Berezkina proposes that accountability can be reframed as a historical force that asserts itself even in the absence of independent courts. She suggests developing transitional justice approaches suited to societies without imminent democratic transition: strengthening civil-society roles, crafting political language for accountability, and preparing measures to repair social fabric and protect vulnerable groups. Ultimately, her project seeks ways to confront totalitarian and imperial legacies and to transform public consciousness so that accountability can operate as a historical force by shaping healthier, more resilient futures.

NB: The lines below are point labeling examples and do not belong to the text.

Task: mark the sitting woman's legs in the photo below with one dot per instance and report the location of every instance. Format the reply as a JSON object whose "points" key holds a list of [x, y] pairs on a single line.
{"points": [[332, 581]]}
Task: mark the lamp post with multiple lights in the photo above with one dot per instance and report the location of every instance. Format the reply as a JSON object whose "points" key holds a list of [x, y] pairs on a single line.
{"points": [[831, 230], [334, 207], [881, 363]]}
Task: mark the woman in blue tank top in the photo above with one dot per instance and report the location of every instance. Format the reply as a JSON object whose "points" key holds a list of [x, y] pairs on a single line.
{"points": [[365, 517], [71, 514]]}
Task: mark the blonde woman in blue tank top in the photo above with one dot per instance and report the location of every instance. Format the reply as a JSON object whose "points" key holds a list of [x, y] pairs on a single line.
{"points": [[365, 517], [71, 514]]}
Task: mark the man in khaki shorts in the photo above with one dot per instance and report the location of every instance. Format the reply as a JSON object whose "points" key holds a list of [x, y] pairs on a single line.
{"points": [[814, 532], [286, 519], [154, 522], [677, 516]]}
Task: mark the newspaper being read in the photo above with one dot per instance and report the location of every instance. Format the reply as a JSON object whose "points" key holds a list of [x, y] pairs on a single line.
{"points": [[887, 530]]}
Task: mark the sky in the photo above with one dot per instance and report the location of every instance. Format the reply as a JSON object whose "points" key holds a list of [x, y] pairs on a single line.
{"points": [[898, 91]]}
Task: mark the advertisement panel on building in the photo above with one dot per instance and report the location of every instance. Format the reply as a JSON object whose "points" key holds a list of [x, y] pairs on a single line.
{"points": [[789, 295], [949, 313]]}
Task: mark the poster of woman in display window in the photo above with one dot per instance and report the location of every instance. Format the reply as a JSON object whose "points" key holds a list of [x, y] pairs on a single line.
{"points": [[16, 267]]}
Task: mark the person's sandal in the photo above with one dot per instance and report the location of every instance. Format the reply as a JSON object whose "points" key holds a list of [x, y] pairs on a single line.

Inna Berezkina is Head of Programmes and Policy Director at the School of Civic Education. The School, one of Russia’s leading NGOs, was founded by Lena Nemirovskaya and Yuri Senokosov in 1992 with the mission to contribute to the development of civil society in post-Soviet Russia, CIS countries, and Europe by promoting ideas of responsible governance, democracy, human rights, advanced civil society, and the rule of law. Berezkina also serves as a contributing editor at Sapere Online. She is also an international advisor at Democracy without Borders, a member of the Antiwar Platform and People1st initiatives, co-author of the Sustainable Peace: Our View manifesto, and co-initiator and coordinator of the project Civic for Transitional Justice. 

Clemena Antonova, IWM Research Director, will moderate the discussion.


 

Partnership

Fellows' Colloquia are internal events for the IWM Visiting Fellows and Guests.